L’intelligence d’une ville reposera de plus en plus sur ses habitants

Colloques, tables rondes et livres blancs se multiplient autour du concept de la « smart city », trop facilement traduite en « ville intelligente ». Ainsi, par la magie des réseaux, la Ville deviendrait une matrice qui régulerait enfin ses principales fonctions et gérerait efficacement sa consommation énergétique, ses transports, sa sécurité ou les relations entre habitants, acteurs économiques et décideurs politiques. Cette ville orwellienne que nous promettent ingénieurs et codeurs n’est pas la mienne.

Depuis l’origine des temps, la Ville est un organisme vivant.
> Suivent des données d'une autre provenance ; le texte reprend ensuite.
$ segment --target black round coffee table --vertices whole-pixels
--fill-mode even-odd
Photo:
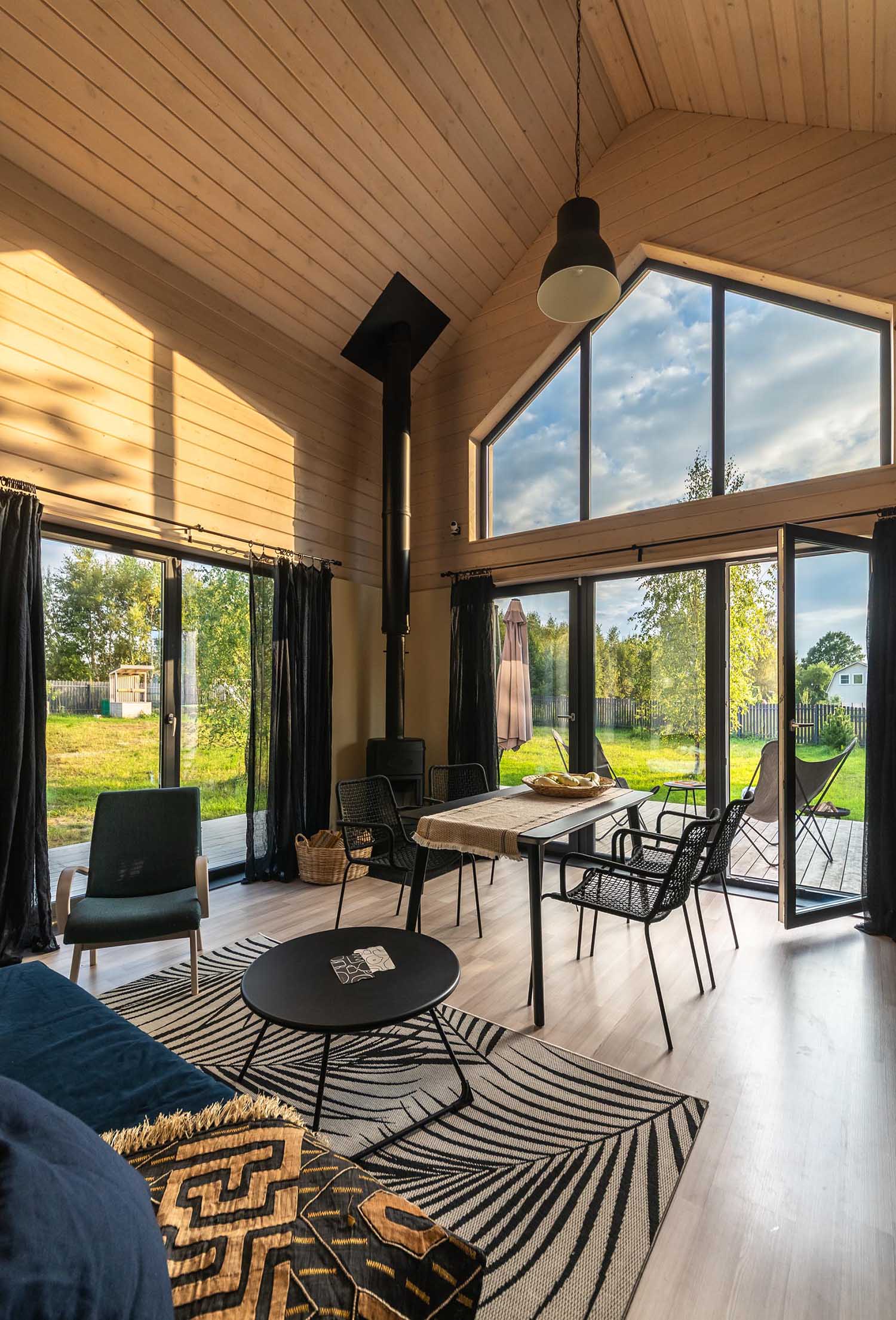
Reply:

Elle évolue, mute et s’adapte au rythme imposé par ses habitants. Elle a permis à l’humanité, comme le rappelle Alain Touraine, à « apprendre à vivre ensemble, égaux et différents ». C’est cette confrontation permanente des opinions, des expérimentations, des décisions qui lui ont permis d’être aujourd’hui, pour la première fois dans l’Histoire de la planète, le lieu où vit la majorité de l’humanité.
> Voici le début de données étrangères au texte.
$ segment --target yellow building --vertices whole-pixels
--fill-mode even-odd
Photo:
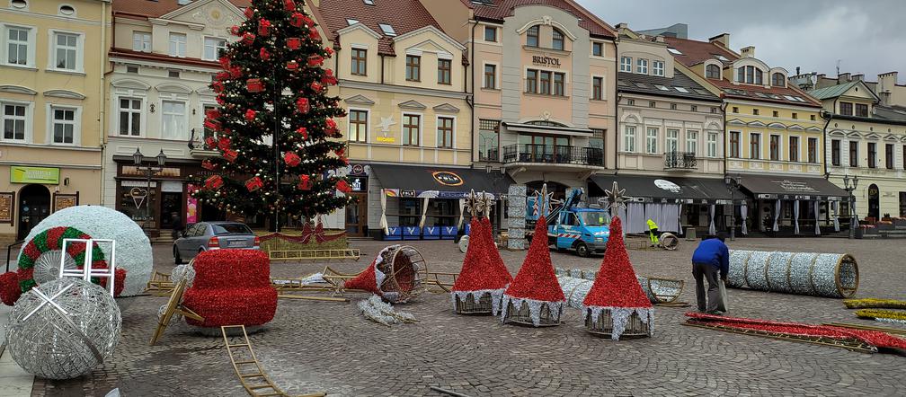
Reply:
[[[0,241],[100,204],[109,0],[0,5]]]

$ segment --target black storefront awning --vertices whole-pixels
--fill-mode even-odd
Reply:
[[[621,189],[626,189],[626,196],[638,202],[730,203],[730,192],[723,179],[598,174],[593,175],[590,179],[590,197],[603,197],[604,189],[612,188],[615,181]],[[741,199],[742,195],[737,193],[736,200]]]
[[[743,189],[761,199],[840,199],[849,193],[824,178],[796,178],[789,176],[743,175]]]
[[[390,190],[389,196],[460,198],[474,189],[499,197],[514,183],[509,175],[499,170],[487,173],[476,169],[389,164],[371,164],[371,168],[381,185]]]

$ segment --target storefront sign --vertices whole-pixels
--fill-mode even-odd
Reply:
[[[9,168],[10,183],[41,183],[44,185],[60,184],[60,169],[50,167],[20,167]]]
[[[551,58],[549,56],[532,55],[532,63],[544,66],[553,66],[557,68],[560,67],[560,60],[556,58]]]

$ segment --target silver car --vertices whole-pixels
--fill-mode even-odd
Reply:
[[[173,242],[173,260],[181,265],[202,251],[220,248],[259,249],[260,240],[244,223],[199,222],[186,228]]]

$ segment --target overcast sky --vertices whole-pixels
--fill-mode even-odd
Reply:
[[[629,23],[632,30],[689,24],[689,38],[707,40],[727,32],[730,48],[755,45],[756,56],[790,74],[840,71],[878,73],[899,71],[906,82],[906,1],[841,0],[578,0],[607,23]]]

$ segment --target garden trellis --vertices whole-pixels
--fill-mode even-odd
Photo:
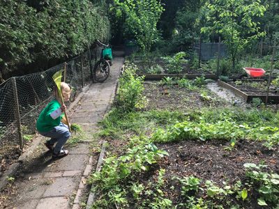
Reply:
[[[66,62],[66,82],[74,91],[78,91],[85,82],[91,81],[89,62],[95,62],[98,59],[94,57],[92,60],[91,54],[98,54],[96,50],[96,47],[92,48]],[[38,114],[53,98],[55,84],[52,76],[56,72],[63,70],[64,66],[65,63],[61,63],[44,72],[12,77],[0,85],[1,148],[17,149],[20,147],[22,150],[24,141],[35,134]],[[0,155],[0,161],[2,157]]]

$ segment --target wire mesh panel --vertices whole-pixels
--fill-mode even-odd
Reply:
[[[91,50],[93,52],[97,49]],[[95,54],[91,53],[93,66]],[[63,70],[65,82],[75,91],[77,96],[83,86],[91,81],[89,59],[87,51],[46,71],[11,78],[0,85],[0,177],[20,155],[20,138],[24,144],[33,139],[40,111],[54,98],[54,74]]]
Les révolutions techniques ont, tout au long de notre Histoire, façonné la Ville. C’est encore ce qui se produira bientôt avec l’informatique ubiquitaire. Devenue hyper connectée, la Ville rend ses habitants encore plus ingénieux en leur donnant accès à des informations de meilleure qualité, mieux personnalisées et disponibles en temps réel. Ce sont ces nouveaux réseaux informatiques qui vont leur permettre de devenir plus créatifs pour améliorer la gestion urbaine et inventer de nouvelles fonctions. Les « administrés » du vingtième siècle revendiquent aujourd’hui leur besoin d’être des co-créateurs de la Ville, de contribuer à la pensée publique et d’expérimenter les nouveaux services.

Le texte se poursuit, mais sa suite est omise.